I thought I would blog about this, because I’ve tried and failed in the past, and it just took a lot of tinkering to figure out. The problem is this: I have a git repository with a game in it, and a long time ago thought it would be a good idea to add the game’s music to the repository. But it turns out that was a bad decision, because it made the repository too large to easily transfer around/host on free sites/etc. So, how do I get those pesky music files out of there, and once I do, how do I convince the repository to actually shrink (this latter bit was the trickiest part).

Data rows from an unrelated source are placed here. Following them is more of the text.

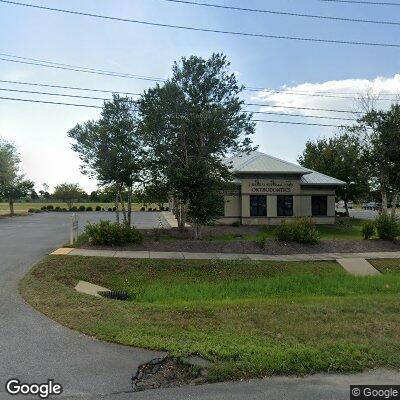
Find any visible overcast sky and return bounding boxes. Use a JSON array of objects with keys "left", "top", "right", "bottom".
[{"left": 0, "top": 0, "right": 400, "bottom": 191}]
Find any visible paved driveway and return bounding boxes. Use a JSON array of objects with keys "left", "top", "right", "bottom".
[{"left": 0, "top": 213, "right": 400, "bottom": 400}]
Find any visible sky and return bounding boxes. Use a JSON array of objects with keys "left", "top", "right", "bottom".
[{"left": 0, "top": 0, "right": 400, "bottom": 192}]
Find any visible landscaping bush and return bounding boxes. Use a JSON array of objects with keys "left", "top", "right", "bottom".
[
  {"left": 361, "top": 221, "right": 375, "bottom": 240},
  {"left": 274, "top": 218, "right": 320, "bottom": 243},
  {"left": 85, "top": 221, "right": 143, "bottom": 246},
  {"left": 375, "top": 214, "right": 400, "bottom": 240}
]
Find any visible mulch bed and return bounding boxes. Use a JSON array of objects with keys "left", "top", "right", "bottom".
[
  {"left": 78, "top": 239, "right": 400, "bottom": 255},
  {"left": 132, "top": 356, "right": 203, "bottom": 392}
]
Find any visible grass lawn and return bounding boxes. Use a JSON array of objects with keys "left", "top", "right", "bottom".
[
  {"left": 0, "top": 202, "right": 158, "bottom": 215},
  {"left": 206, "top": 218, "right": 363, "bottom": 240},
  {"left": 20, "top": 256, "right": 400, "bottom": 381}
]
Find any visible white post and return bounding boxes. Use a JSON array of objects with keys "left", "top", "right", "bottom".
[{"left": 69, "top": 213, "right": 78, "bottom": 245}]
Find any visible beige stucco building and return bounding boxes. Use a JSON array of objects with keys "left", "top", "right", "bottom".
[{"left": 219, "top": 151, "right": 345, "bottom": 225}]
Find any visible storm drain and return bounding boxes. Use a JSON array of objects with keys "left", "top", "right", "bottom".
[{"left": 98, "top": 290, "right": 130, "bottom": 301}]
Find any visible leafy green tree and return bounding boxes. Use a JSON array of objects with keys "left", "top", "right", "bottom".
[
  {"left": 53, "top": 183, "right": 85, "bottom": 209},
  {"left": 68, "top": 94, "right": 145, "bottom": 226},
  {"left": 298, "top": 132, "right": 369, "bottom": 215},
  {"left": 353, "top": 104, "right": 400, "bottom": 216},
  {"left": 138, "top": 54, "right": 254, "bottom": 236},
  {"left": 0, "top": 139, "right": 34, "bottom": 215}
]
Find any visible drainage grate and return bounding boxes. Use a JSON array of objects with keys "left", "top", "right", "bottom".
[{"left": 99, "top": 290, "right": 129, "bottom": 300}]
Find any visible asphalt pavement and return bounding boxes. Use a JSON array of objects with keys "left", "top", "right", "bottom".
[{"left": 0, "top": 212, "right": 400, "bottom": 400}]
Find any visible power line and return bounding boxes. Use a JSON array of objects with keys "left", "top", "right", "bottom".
[
  {"left": 0, "top": 57, "right": 397, "bottom": 101},
  {"left": 245, "top": 110, "right": 355, "bottom": 121},
  {"left": 0, "top": 79, "right": 361, "bottom": 114},
  {"left": 0, "top": 88, "right": 354, "bottom": 121},
  {"left": 0, "top": 55, "right": 161, "bottom": 82},
  {"left": 318, "top": 0, "right": 400, "bottom": 6},
  {"left": 162, "top": 0, "right": 400, "bottom": 25},
  {"left": 0, "top": 97, "right": 103, "bottom": 108},
  {"left": 245, "top": 103, "right": 362, "bottom": 114},
  {"left": 0, "top": 96, "right": 343, "bottom": 128},
  {"left": 0, "top": 79, "right": 141, "bottom": 96},
  {"left": 0, "top": 88, "right": 111, "bottom": 101},
  {"left": 253, "top": 119, "right": 343, "bottom": 128},
  {"left": 0, "top": 0, "right": 400, "bottom": 48}
]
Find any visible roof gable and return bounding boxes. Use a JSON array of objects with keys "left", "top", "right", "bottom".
[{"left": 225, "top": 151, "right": 312, "bottom": 175}]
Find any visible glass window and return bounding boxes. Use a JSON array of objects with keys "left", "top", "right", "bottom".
[
  {"left": 277, "top": 196, "right": 293, "bottom": 217},
  {"left": 311, "top": 196, "right": 328, "bottom": 217},
  {"left": 250, "top": 195, "right": 267, "bottom": 217}
]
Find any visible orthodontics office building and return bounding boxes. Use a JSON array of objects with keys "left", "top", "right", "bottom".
[{"left": 219, "top": 151, "right": 345, "bottom": 225}]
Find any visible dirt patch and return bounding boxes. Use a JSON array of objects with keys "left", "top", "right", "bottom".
[
  {"left": 81, "top": 239, "right": 400, "bottom": 255},
  {"left": 132, "top": 356, "right": 204, "bottom": 392}
]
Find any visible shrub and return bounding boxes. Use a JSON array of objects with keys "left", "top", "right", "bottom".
[
  {"left": 85, "top": 221, "right": 143, "bottom": 246},
  {"left": 361, "top": 221, "right": 375, "bottom": 240},
  {"left": 274, "top": 218, "right": 320, "bottom": 243},
  {"left": 375, "top": 214, "right": 400, "bottom": 240}
]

So, first, I go into the git directory and prune out all the music:
% cd mygame % git filter-branch --index-filter \ 'find -name ''*.mp3'' -or -name ''*.ogg'' | xargs -d''\n'' rm -f'
And wait a while while it does its thing. Now we would like to run gc and get rid of all the old objects. Unfortunately, the old objects are still stored in “refs/original/”, so gc will mark them and not clean them up, and I don’t know how to delete them.
So here’s the hack. Clone the repository, which will not clone the original refs, and then gc that one.
% cd .. % git clone mygame mygame2 % cd mygame2 % git gc --aggressive --prune
And at this point, the mygame2 repository will have forgotten all about those music files, and is much smaller.
WARNING: This will rename all the objects in the repository, so pushing and pulling from repositories which haven’t been filtered won’t work. After this process is done, everyone has to clone anew.
A less hacky way to do this would be appreciated, if anyone knows it.
UPDATE: Check out this article mentioned by @spuder in the comments for a better way.